Toni Erdmann’s precision of observation may make it sound like a normal drama done well, but in fact Ade keeps us on our toes throughout its near-3 hours run time. The film rides an at first unnoticeable but gradually increasingly apparent and difficult line of storytelling, courting our expectations of how a father-daughter story like this will go—with her embarrassment over her father’s antics and unprofessionalism coupled with his sweetly clueless, silent pleas for affection—but at every turn upending convention. Except, Ade does nothing radical, nothing unusual as her story moves, it simply moves freely, each development not quite how one would think it could go, yet never extreme enough to move into melodrama or some other extreme that would leave the film’s calm, considerate humaneness behind.

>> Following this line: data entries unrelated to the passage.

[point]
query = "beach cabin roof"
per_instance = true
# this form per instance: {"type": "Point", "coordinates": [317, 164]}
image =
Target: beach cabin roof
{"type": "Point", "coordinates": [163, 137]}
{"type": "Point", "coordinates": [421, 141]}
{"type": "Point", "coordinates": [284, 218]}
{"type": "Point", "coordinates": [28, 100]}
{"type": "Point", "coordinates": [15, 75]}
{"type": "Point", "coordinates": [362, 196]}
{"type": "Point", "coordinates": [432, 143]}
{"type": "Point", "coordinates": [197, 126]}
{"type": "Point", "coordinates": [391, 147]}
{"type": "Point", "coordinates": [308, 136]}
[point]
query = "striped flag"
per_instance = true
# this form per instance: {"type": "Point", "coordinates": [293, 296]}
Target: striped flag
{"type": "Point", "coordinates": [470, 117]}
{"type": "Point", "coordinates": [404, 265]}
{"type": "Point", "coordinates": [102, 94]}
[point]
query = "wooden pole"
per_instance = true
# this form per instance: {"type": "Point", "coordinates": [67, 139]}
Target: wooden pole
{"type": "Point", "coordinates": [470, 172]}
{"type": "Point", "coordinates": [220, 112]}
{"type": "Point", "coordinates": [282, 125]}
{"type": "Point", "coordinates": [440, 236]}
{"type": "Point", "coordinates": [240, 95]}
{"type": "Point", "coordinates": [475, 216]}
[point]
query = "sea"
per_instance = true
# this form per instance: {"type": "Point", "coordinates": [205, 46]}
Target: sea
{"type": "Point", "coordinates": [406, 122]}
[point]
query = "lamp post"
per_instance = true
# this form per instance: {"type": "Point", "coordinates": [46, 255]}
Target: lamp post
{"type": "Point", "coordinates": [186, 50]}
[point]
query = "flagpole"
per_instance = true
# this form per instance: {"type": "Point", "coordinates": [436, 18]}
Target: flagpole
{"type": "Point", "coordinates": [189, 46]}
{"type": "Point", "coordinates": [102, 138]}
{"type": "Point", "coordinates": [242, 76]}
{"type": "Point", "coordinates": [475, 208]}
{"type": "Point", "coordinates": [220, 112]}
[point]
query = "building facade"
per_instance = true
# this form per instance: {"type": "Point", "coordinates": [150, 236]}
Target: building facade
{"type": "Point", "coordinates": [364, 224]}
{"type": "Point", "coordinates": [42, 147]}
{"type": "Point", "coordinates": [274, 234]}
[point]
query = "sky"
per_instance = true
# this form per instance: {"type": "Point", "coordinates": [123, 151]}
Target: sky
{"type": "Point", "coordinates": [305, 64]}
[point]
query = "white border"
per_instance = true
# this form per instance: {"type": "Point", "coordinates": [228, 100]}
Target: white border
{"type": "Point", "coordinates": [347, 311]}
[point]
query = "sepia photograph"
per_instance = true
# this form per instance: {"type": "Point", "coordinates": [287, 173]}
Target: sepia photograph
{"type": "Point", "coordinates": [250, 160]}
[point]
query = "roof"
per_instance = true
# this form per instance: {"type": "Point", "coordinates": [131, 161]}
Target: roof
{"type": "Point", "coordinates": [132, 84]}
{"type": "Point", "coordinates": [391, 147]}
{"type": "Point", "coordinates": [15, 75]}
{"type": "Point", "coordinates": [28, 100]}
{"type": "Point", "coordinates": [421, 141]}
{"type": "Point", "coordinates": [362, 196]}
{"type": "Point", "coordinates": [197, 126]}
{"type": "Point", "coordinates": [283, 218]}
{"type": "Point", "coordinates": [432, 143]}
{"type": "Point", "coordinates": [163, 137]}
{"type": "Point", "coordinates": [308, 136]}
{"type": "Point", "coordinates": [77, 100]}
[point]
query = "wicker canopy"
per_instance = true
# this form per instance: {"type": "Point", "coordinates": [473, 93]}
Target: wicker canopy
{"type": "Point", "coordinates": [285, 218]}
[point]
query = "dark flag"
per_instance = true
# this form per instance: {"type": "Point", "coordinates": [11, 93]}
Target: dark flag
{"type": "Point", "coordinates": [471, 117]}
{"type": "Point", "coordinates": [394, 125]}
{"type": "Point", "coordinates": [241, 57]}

Its attention, through and through, are to the nuances of a deeply unresolved relationship, one which a father’s impromptu sudden visit will hardly instantly fix. But the man is persistent and dogged, playing constantly with fake teeth and sarcastic humor with a barely hidden grin. He kindly tries, without much self-awareness, to ingratiate himself in situations, whether at a corporate party or in the strained, everyday conversations with his daughter, in which he is uncomfortable and doesn't fit in—which are most situations. He leaves, he returns, she sends him away, and he comes back, always with the sheepish, smiling look on his face. The film is, gratefully and painfully, very funny and very sad.

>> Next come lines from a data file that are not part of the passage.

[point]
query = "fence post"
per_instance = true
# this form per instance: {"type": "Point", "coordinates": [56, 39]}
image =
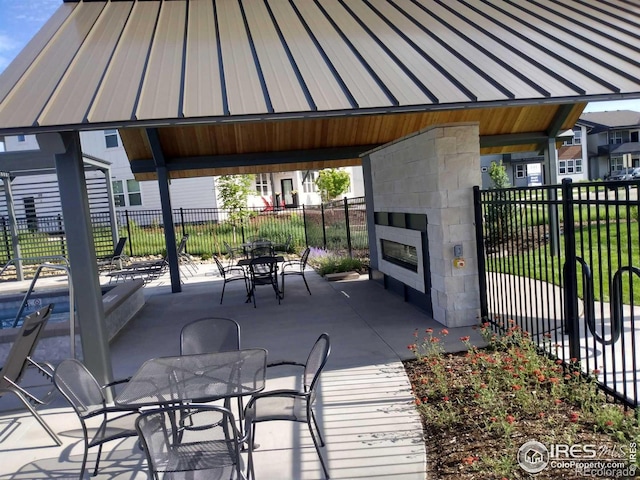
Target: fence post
{"type": "Point", "coordinates": [126, 218]}
{"type": "Point", "coordinates": [63, 236]}
{"type": "Point", "coordinates": [570, 271]}
{"type": "Point", "coordinates": [5, 235]}
{"type": "Point", "coordinates": [304, 222]}
{"type": "Point", "coordinates": [482, 266]}
{"type": "Point", "coordinates": [346, 222]}
{"type": "Point", "coordinates": [324, 231]}
{"type": "Point", "coordinates": [182, 226]}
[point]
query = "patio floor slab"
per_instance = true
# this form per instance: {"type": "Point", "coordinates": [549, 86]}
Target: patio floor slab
{"type": "Point", "coordinates": [365, 406]}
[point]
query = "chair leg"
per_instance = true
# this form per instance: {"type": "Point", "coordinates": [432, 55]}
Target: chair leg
{"type": "Point", "coordinates": [35, 414]}
{"type": "Point", "coordinates": [316, 444]}
{"type": "Point", "coordinates": [95, 470]}
{"type": "Point", "coordinates": [305, 283]}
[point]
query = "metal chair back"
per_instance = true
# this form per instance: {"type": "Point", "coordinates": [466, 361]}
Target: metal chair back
{"type": "Point", "coordinates": [209, 335]}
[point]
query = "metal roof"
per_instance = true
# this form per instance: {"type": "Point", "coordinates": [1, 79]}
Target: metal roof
{"type": "Point", "coordinates": [241, 86]}
{"type": "Point", "coordinates": [169, 62]}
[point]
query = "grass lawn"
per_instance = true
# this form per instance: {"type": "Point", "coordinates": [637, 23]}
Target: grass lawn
{"type": "Point", "coordinates": [480, 407]}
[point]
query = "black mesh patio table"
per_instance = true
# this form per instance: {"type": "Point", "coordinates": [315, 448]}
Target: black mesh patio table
{"type": "Point", "coordinates": [195, 378]}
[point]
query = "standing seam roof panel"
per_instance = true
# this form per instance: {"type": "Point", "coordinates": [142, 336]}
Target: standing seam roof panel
{"type": "Point", "coordinates": [202, 86]}
{"type": "Point", "coordinates": [360, 83]}
{"type": "Point", "coordinates": [46, 71]}
{"type": "Point", "coordinates": [22, 62]}
{"type": "Point", "coordinates": [518, 86]}
{"type": "Point", "coordinates": [284, 89]}
{"type": "Point", "coordinates": [398, 82]}
{"type": "Point", "coordinates": [70, 101]}
{"type": "Point", "coordinates": [518, 62]}
{"type": "Point", "coordinates": [324, 89]}
{"type": "Point", "coordinates": [595, 8]}
{"type": "Point", "coordinates": [588, 31]}
{"type": "Point", "coordinates": [427, 73]}
{"type": "Point", "coordinates": [244, 89]}
{"type": "Point", "coordinates": [474, 82]}
{"type": "Point", "coordinates": [118, 94]}
{"type": "Point", "coordinates": [162, 85]}
{"type": "Point", "coordinates": [582, 49]}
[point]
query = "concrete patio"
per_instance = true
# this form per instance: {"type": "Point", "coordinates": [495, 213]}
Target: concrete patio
{"type": "Point", "coordinates": [365, 407]}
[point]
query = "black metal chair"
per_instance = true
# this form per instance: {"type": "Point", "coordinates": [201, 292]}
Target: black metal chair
{"type": "Point", "coordinates": [189, 442]}
{"type": "Point", "coordinates": [292, 405]}
{"type": "Point", "coordinates": [20, 358]}
{"type": "Point", "coordinates": [264, 271]}
{"type": "Point", "coordinates": [296, 267]}
{"type": "Point", "coordinates": [88, 400]}
{"type": "Point", "coordinates": [211, 335]}
{"type": "Point", "coordinates": [230, 274]}
{"type": "Point", "coordinates": [115, 260]}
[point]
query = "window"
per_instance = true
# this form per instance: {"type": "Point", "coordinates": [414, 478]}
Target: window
{"type": "Point", "coordinates": [617, 163]}
{"type": "Point", "coordinates": [616, 137]}
{"type": "Point", "coordinates": [309, 181]}
{"type": "Point", "coordinates": [568, 167]}
{"type": "Point", "coordinates": [111, 138]}
{"type": "Point", "coordinates": [262, 184]}
{"type": "Point", "coordinates": [131, 197]}
{"type": "Point", "coordinates": [133, 189]}
{"type": "Point", "coordinates": [576, 139]}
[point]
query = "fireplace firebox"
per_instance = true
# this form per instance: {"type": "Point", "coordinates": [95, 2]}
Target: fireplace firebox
{"type": "Point", "coordinates": [405, 256]}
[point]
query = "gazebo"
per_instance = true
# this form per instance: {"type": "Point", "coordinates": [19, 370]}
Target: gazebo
{"type": "Point", "coordinates": [211, 87]}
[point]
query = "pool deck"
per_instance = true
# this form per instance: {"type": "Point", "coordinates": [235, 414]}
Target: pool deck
{"type": "Point", "coordinates": [365, 406]}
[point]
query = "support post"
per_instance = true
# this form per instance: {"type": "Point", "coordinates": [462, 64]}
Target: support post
{"type": "Point", "coordinates": [167, 216]}
{"type": "Point", "coordinates": [371, 223]}
{"type": "Point", "coordinates": [551, 178]}
{"type": "Point", "coordinates": [82, 258]}
{"type": "Point", "coordinates": [13, 228]}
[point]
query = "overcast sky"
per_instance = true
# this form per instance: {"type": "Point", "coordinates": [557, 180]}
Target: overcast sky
{"type": "Point", "coordinates": [20, 20]}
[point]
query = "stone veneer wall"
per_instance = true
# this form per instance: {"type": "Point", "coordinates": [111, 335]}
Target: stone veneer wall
{"type": "Point", "coordinates": [432, 172]}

Winfried is trying and we like him for this, but we also don't know the full history of his uncomfortable relationship with his daughter—we simply feel it, deeply, just as we do Ines' depression and self-denial. Midway through, faced again with his daughter’s rejection, Winfried makes one of his goofy gestures of ill-placed humor, hilariously popping up at a bar behind his daughter in a ridiculous wig, the bad teeth, and an unkempt power suit and claims to be “Toni Erdmann,” a life coach visiting Bucharest. Even worse, this character starts showing up at his daughter’s social engagements and work—work, incidentally, that Ade treats with remarkable detail and realism, as we learn just what exactly Ines has to do and what she has to put up with at her awful consultancy job.

In another film, Winfried's almost farcical costume would transform the story into something else, as his daughter learns what lengths he’ll go to be with her. But no—it’s just another, more elaborate joke that’s trying to win a smile on her face, with no greater ambitions. To close her story, Ade admittedly have to bring things to a head, a birthday party the daughter pathetically throws for herself which doesn’t turn out a she plans, yet as always with the film, the way the situation shifts, catches us off guard, ending somewhere far different than where it began. The party, a constantly evolving situation of great humor and insight, does precisely what Maren Ade throughout does best and what makes Toni Erdmann great: never grasping for epiphanies but instead building over time, with warm patience and true perception, an incredibly rich portrait of people and their all-too-delicate relationships.